- Supreme Court of the United States

Decided April 24, 1974
- Full case name: Kahn v. Shevin
- Citations: 416 U.S. 351 (more)

Holding
- Granting widows a bonus property tax exemption not available to widowers does not violate the Equal Protection Clause because it has a "fair and substantial relation to the object of the legislation."

Court membership
- Chief Justice Warren E. Burger Associate Justices William O. Douglas · William J. Brennan Jr. Potter Stewart · Byron White Thurgood Marshall · Harry Blackmun Lewis F. Powell Jr. · William Rehnquist

Case opinions
- Majority: Douglas, joined by Burger, Stewart, Blackmun, Powell, Rehnquist
- Dissent: Brennan, joined by Marshall
- Dissent: White

= Kahn v. Shevin =

Kahn v.

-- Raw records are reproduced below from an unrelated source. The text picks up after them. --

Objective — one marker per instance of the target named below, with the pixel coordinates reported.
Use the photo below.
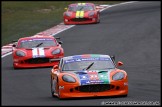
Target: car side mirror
(119, 63)
(14, 45)
(65, 8)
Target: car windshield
(32, 43)
(81, 8)
(87, 65)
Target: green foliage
(26, 18)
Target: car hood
(93, 77)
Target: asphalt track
(131, 32)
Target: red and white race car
(81, 13)
(37, 51)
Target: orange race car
(81, 13)
(36, 51)
(88, 75)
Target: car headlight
(91, 14)
(68, 78)
(56, 51)
(68, 14)
(118, 76)
(20, 53)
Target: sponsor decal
(38, 52)
(93, 77)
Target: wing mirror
(14, 45)
(119, 63)
(60, 42)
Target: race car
(88, 75)
(36, 51)
(81, 13)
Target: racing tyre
(53, 85)
(98, 19)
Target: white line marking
(74, 25)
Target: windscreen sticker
(86, 59)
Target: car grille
(80, 19)
(94, 88)
(37, 60)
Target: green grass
(26, 18)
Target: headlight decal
(118, 76)
(91, 14)
(56, 51)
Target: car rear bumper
(87, 21)
(69, 91)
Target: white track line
(74, 25)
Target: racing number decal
(81, 3)
(38, 52)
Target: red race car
(81, 13)
(37, 51)
(88, 75)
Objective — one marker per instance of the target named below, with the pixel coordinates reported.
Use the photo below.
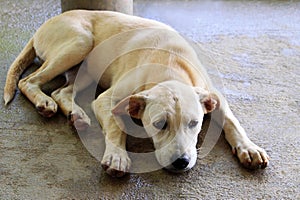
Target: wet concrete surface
(252, 51)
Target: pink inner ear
(211, 103)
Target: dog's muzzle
(180, 164)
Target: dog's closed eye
(160, 124)
(193, 124)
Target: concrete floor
(255, 48)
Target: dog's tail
(25, 58)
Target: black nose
(181, 162)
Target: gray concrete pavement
(255, 47)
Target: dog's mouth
(181, 164)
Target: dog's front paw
(79, 120)
(116, 164)
(46, 106)
(251, 156)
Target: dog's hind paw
(251, 156)
(47, 107)
(116, 164)
(79, 120)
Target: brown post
(124, 6)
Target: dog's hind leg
(65, 98)
(31, 85)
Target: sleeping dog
(159, 80)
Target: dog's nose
(181, 162)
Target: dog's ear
(209, 101)
(133, 105)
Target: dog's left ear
(209, 101)
(133, 105)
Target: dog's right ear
(133, 105)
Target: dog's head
(172, 115)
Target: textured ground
(254, 47)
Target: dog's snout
(181, 162)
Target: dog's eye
(193, 124)
(160, 124)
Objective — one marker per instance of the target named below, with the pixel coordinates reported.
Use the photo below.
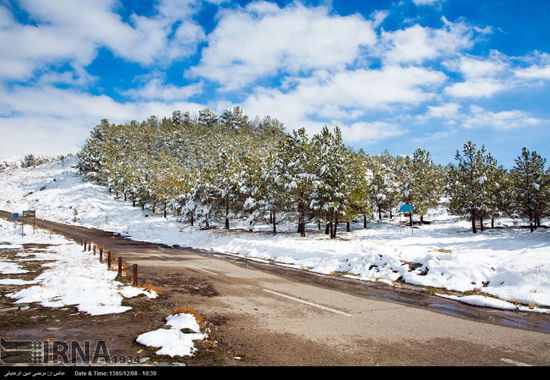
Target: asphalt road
(283, 317)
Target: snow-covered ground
(70, 277)
(510, 265)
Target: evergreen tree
(530, 182)
(469, 183)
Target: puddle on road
(411, 296)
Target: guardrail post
(134, 275)
(120, 267)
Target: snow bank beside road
(510, 264)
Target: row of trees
(228, 166)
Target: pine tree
(421, 183)
(530, 182)
(469, 185)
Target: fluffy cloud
(44, 114)
(503, 120)
(155, 88)
(72, 31)
(484, 77)
(346, 94)
(265, 40)
(417, 43)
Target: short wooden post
(120, 267)
(134, 276)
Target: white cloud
(479, 88)
(447, 110)
(155, 88)
(55, 121)
(503, 120)
(264, 40)
(427, 2)
(350, 93)
(370, 132)
(417, 43)
(484, 77)
(72, 31)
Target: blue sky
(395, 75)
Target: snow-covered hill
(502, 267)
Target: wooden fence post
(134, 276)
(120, 267)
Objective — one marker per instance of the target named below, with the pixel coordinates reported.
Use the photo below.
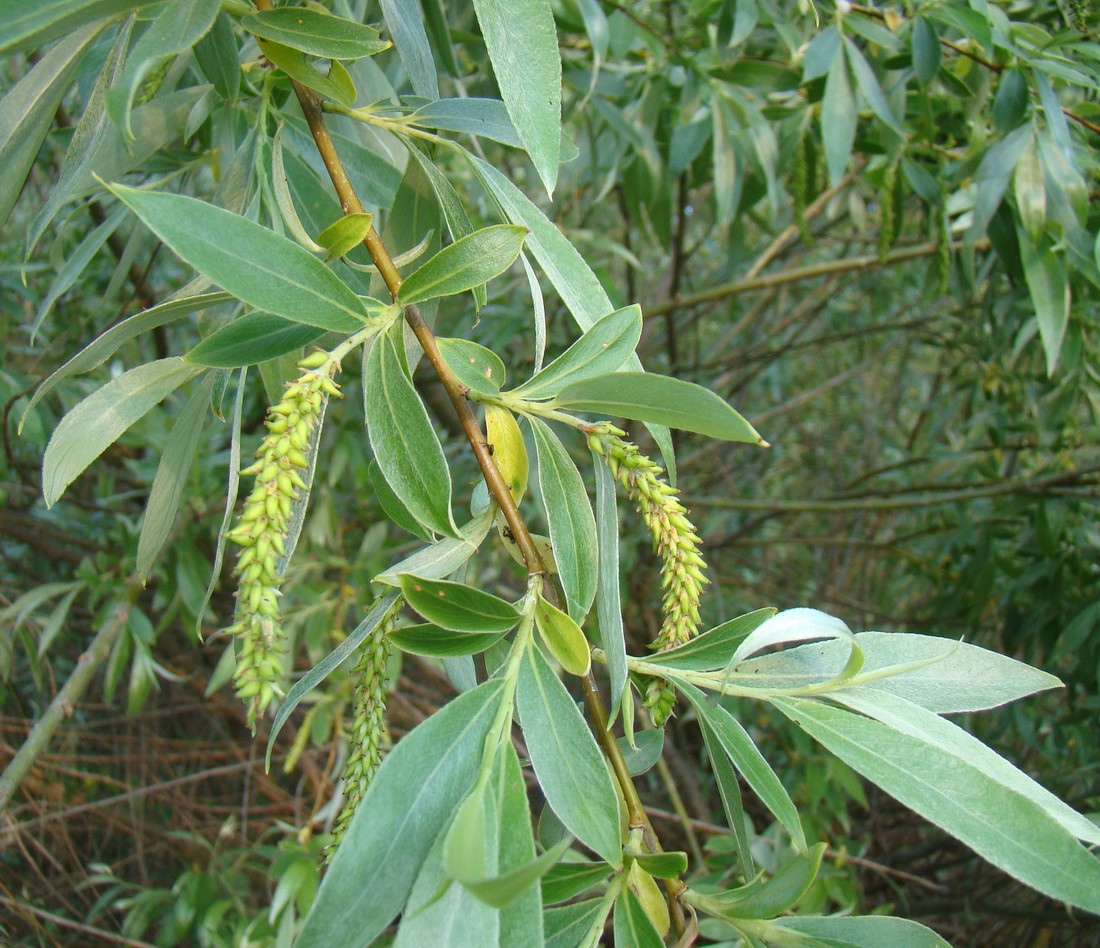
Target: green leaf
(319, 672)
(98, 421)
(523, 46)
(925, 45)
(403, 438)
(251, 339)
(608, 597)
(1049, 293)
(457, 606)
(26, 112)
(866, 932)
(838, 118)
(662, 864)
(750, 763)
(477, 367)
(219, 58)
(316, 32)
(167, 489)
(178, 26)
(487, 118)
(563, 638)
(715, 648)
(633, 926)
(600, 351)
(26, 25)
(571, 276)
(572, 525)
(469, 262)
(869, 86)
(658, 398)
(341, 237)
(408, 803)
(337, 85)
(436, 642)
(822, 53)
(565, 880)
(1003, 826)
(938, 674)
(405, 21)
(779, 894)
(910, 718)
(249, 261)
(567, 760)
(567, 925)
(443, 557)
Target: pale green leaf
(316, 32)
(523, 46)
(249, 261)
(28, 110)
(457, 606)
(471, 261)
(98, 421)
(567, 760)
(403, 438)
(659, 399)
(30, 24)
(251, 339)
(1003, 826)
(178, 26)
(408, 803)
(600, 351)
(572, 524)
(167, 489)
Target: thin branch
(65, 701)
(868, 262)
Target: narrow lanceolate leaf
(177, 28)
(457, 606)
(167, 489)
(602, 350)
(249, 261)
(523, 45)
(404, 440)
(26, 25)
(1002, 826)
(409, 802)
(98, 421)
(572, 524)
(658, 398)
(250, 339)
(405, 22)
(316, 32)
(337, 84)
(864, 932)
(748, 760)
(1049, 291)
(472, 261)
(838, 119)
(567, 760)
(26, 112)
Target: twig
(64, 702)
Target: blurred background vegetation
(935, 464)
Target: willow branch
(495, 482)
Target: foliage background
(877, 315)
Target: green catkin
(263, 528)
(674, 541)
(369, 724)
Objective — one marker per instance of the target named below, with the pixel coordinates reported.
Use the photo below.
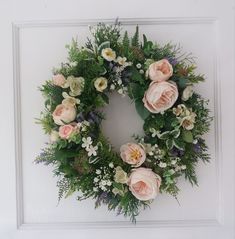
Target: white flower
(108, 54)
(76, 85)
(101, 84)
(69, 99)
(162, 165)
(96, 180)
(112, 87)
(92, 150)
(111, 165)
(187, 93)
(121, 60)
(86, 142)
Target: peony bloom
(108, 54)
(160, 96)
(64, 113)
(160, 71)
(59, 80)
(187, 93)
(65, 131)
(144, 184)
(101, 84)
(120, 175)
(76, 85)
(133, 154)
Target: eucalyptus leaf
(141, 110)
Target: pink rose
(160, 96)
(64, 113)
(59, 80)
(133, 154)
(65, 131)
(144, 184)
(160, 70)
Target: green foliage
(171, 149)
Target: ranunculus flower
(133, 154)
(120, 175)
(108, 54)
(65, 131)
(160, 70)
(64, 113)
(160, 96)
(76, 85)
(101, 84)
(187, 93)
(144, 183)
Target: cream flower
(160, 96)
(76, 85)
(160, 70)
(144, 184)
(64, 114)
(187, 93)
(133, 154)
(54, 136)
(108, 54)
(101, 84)
(120, 175)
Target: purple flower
(177, 152)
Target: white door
(32, 39)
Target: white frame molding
(16, 28)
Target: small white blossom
(86, 142)
(92, 150)
(111, 165)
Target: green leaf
(169, 144)
(175, 133)
(103, 45)
(101, 100)
(179, 144)
(141, 110)
(187, 136)
(136, 91)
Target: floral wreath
(160, 82)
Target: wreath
(159, 80)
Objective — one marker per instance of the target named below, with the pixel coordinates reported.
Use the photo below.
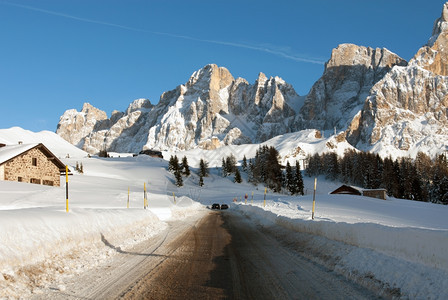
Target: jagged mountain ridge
(381, 102)
(210, 110)
(407, 110)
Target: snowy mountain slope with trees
(400, 243)
(381, 102)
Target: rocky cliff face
(210, 110)
(408, 108)
(380, 102)
(348, 78)
(91, 130)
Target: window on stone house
(35, 180)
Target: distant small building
(375, 193)
(152, 153)
(350, 190)
(32, 163)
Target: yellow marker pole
(314, 198)
(66, 188)
(264, 201)
(144, 195)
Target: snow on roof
(11, 151)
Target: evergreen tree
(238, 178)
(250, 173)
(224, 168)
(178, 176)
(289, 180)
(173, 164)
(274, 174)
(103, 153)
(298, 180)
(244, 164)
(203, 168)
(230, 164)
(185, 167)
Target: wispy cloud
(277, 51)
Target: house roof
(346, 189)
(12, 151)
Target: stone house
(32, 163)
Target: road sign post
(314, 198)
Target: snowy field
(398, 242)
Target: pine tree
(244, 164)
(203, 168)
(289, 180)
(224, 168)
(238, 178)
(178, 176)
(230, 164)
(250, 172)
(171, 164)
(185, 167)
(298, 180)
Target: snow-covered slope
(407, 110)
(210, 110)
(60, 147)
(383, 103)
(292, 147)
(41, 244)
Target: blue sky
(57, 54)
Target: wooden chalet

Shevin, 416 U.S. 351 (1974), was a United States Supreme Court case in which the Court held that granting widows a bonus property tax exemption not available to widowers does not violate the Equal Protection Clause because it has a "fair and substantial relation to the object of the legislation." After holding a gender distinction that benefited men void in Reed v. Reed (1971), the Court was presented with cases like Kahn that dealt with gender distinctions that benefited women. The court in Kahn splintered over the question, but later held unanimously in Weinberger v. Wiesenfeld (1975) that a similar provision did violate the Equal Protection Clause.